Quirky — the company that helped bring everyday inventors’ ideas and designs into reality — announced on its blog today that it filed for Chapter 11 bankruptcy protection. It is also accepting a $15 million bid for Wink, makers of the home automation hub, from Flextronics, which originally manufactured the device.
It has been a difficult year for the company. First, it made some changes to its community-developed ideas, then announced it would stop manufacturing devices entirely. At the time, Quirky planned to let partners such as GE and Mattel handle the manufacturing of new devices.
Though it raised more than $170 million from firms like GE and Norwest Venture Partners, Quirky CEO Ben Kaufman told Fortune in July the company only had $12 million left. Quirky started looking for a buyer or outside investor for Wink back in February. “There’s a point where it doesn’t make sense for one unprofitable startup to keep funding another unprofitable startup,” Kaufman told Fortune in June. But widespread Wink Hub malfunctions in April of this year may have made potential buyers gun-shy.

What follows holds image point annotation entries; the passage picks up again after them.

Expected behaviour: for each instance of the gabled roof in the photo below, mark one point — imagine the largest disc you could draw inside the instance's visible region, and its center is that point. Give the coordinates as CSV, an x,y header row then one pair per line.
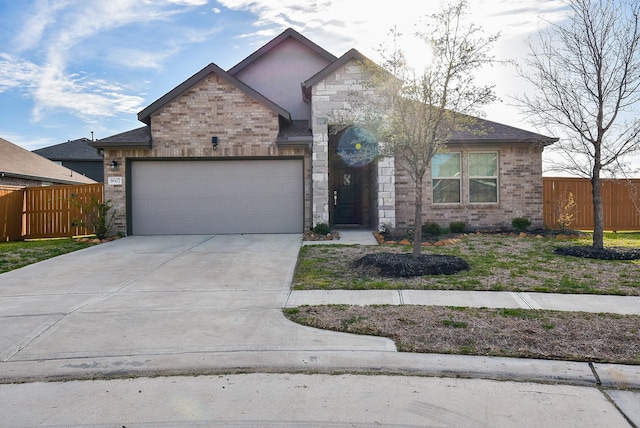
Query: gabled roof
x,y
288,33
145,115
351,55
136,138
20,163
486,131
77,150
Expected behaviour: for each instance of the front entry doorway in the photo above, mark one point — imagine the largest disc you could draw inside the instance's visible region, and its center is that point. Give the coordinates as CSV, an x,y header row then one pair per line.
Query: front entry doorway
x,y
351,180
347,195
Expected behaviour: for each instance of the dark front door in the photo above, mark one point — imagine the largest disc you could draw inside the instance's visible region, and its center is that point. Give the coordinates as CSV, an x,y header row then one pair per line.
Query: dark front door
x,y
347,195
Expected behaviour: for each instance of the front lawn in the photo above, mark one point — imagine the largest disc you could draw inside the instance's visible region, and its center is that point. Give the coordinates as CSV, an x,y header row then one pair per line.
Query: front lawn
x,y
14,255
497,263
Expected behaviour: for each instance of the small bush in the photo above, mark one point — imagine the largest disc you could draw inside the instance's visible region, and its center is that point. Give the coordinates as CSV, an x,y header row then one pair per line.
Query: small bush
x,y
457,227
321,229
431,229
96,216
520,224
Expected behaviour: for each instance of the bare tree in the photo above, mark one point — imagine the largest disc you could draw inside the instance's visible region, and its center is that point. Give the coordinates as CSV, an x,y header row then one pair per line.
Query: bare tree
x,y
586,72
414,114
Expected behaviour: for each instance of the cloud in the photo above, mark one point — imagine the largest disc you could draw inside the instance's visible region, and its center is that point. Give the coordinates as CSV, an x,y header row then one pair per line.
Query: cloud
x,y
364,24
16,73
56,31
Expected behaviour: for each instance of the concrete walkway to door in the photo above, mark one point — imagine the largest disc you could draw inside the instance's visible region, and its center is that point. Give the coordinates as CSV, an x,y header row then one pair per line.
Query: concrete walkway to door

For those who invested in the hub, Quirky promises the device will still work (intermittent outages notwithstanding): “The bankruptcy filing does not impact the Wink experience for users nor how Wink operates day-to-day. Wink’s engineers and designers will continue to enhance the Wink platform to provide new, meaningful ways for customers to interact with their smart home. The Wink Hub and Wink Relay will continue to be available at The Home Depot and Amazon. Wink’s customer support team will continue to provide the same quality assistance,” according to the company’s blog.
Although Quirky has accepted the Flextronics bid (the only one interested so far), it’s possible other bidders may appear during bankruptcy proceedings, according to Fortune, potentially raising the price for Wink.